Our project was selected as one of seven finalists in an open competition to design a communications monument which France wished to give to the people of Japan. It would celebrate both the 200th anniversary of the French Revolution (1789) and the 100th anniversary of the gift of the ‘Statue of Liberty’ to the American people. It was organised under the patronage of President Mitterand.
The France-Japan Ring and the Poïesis Generator create a very unique combination of architectural hardware and communications software.

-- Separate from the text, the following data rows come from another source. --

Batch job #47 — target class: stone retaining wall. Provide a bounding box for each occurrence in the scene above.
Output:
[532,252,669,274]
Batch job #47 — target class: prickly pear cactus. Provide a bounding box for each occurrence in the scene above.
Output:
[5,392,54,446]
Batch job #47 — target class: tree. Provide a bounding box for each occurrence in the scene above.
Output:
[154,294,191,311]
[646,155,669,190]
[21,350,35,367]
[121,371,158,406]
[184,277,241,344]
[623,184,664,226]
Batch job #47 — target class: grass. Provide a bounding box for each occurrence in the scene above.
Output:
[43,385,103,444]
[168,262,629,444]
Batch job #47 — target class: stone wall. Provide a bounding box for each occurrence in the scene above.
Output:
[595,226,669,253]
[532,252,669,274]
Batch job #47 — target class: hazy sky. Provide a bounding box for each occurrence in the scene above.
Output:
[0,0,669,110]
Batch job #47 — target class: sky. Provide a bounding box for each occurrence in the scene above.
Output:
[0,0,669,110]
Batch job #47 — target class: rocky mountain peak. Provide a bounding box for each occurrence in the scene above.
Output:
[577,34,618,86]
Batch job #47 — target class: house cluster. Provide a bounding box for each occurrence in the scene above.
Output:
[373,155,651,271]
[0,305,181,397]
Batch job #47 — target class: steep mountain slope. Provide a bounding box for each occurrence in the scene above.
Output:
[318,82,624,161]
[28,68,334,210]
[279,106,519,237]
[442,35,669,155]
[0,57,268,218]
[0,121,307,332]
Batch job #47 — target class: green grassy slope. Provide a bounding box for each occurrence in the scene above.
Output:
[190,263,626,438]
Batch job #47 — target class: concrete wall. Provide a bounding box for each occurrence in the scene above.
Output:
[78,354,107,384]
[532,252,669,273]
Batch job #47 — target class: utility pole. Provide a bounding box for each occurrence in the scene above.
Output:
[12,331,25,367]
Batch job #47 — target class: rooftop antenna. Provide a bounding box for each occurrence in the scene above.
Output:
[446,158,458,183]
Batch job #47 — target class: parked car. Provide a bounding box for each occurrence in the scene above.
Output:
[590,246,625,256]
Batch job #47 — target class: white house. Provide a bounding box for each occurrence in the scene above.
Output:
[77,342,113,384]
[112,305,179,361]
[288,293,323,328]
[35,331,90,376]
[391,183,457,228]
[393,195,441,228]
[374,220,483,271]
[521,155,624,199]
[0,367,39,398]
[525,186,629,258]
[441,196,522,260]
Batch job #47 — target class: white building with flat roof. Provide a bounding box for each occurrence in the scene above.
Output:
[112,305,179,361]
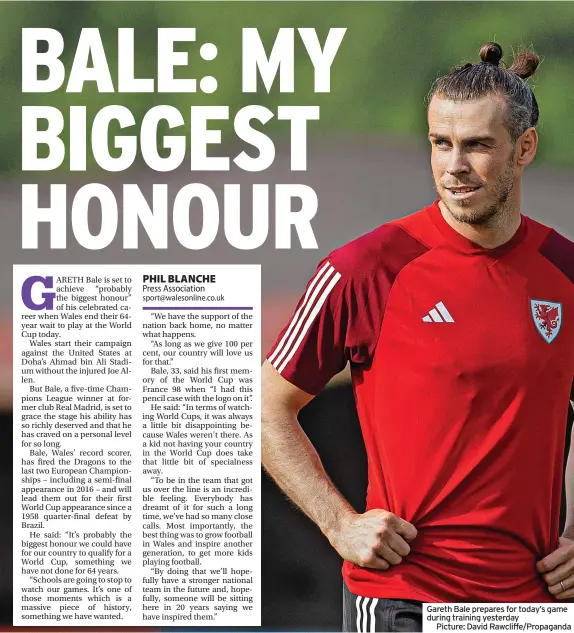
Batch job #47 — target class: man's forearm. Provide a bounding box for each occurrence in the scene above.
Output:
[261,401,355,539]
[562,410,574,540]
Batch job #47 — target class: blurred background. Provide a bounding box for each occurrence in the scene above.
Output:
[0,1,574,630]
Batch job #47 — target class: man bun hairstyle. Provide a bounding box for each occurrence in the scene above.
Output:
[427,42,540,142]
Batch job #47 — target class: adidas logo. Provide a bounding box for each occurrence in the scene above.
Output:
[423,301,454,323]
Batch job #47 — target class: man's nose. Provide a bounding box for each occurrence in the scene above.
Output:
[446,148,470,176]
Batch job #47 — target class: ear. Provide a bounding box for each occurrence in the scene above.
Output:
[516,127,538,167]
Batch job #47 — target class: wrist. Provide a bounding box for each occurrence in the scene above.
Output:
[321,506,357,549]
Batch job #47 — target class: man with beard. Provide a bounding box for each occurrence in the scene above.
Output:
[262,43,574,631]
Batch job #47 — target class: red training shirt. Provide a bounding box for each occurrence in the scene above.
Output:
[268,201,574,602]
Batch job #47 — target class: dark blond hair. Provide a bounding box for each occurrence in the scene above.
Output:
[427,42,540,142]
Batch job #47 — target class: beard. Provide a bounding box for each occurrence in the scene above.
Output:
[436,155,515,226]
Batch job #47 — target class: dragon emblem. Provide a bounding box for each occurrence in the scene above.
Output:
[530,299,562,343]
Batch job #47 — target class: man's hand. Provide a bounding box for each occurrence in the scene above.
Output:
[536,537,574,600]
[328,509,417,569]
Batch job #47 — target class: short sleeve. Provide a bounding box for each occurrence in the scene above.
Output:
[267,260,349,395]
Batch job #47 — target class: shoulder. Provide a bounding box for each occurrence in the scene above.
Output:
[528,218,574,283]
[326,211,429,279]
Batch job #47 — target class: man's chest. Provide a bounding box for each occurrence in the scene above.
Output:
[375,251,574,381]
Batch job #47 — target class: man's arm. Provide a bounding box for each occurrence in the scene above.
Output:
[536,383,574,600]
[562,396,574,540]
[261,361,417,569]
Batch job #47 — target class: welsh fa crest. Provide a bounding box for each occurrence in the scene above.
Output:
[530,299,562,343]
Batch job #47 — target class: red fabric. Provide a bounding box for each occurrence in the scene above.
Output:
[269,202,574,602]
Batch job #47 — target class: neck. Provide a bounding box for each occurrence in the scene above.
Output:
[439,200,521,248]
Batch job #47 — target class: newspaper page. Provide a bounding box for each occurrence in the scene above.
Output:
[6,0,574,632]
[13,265,261,626]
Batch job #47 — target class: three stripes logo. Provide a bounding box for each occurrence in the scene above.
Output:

Conceived by Poïesis*, it conveys a communication game constructed within an annular vessel of carbon coated woven titanium, floating completely, off the ground.
It is 365 metres in diameter and is ‘levitated’ by 45 square metres of supermagnets (developed by the CNRS in France) and ‘straddles’ three summits on the site. It is restrained by structural rods to ground anchors at three locations.
Its ‘active skin’ responds in colour to the very original global network game – the ‘Poïesis Generator’ ©Olivier Auber.
By telemetry (in this instance telephone and PC, or Minitel), any world inhabitant with access to this equipment composes his/her individual coloured sign (hieroglyph) and sends it to the poïetic generator – interactively creating with others an endless virtual image within the ring and imaged on his or her own personal screen.
*’Poiesis is the cause which makes whatever one considers change from non-being to being.’ [Plato]
A collaboration between Olivier Auber, Ian Ritchie Architects, Jean-Louis L’hermitte, Guillème Pratz and Peter Rice.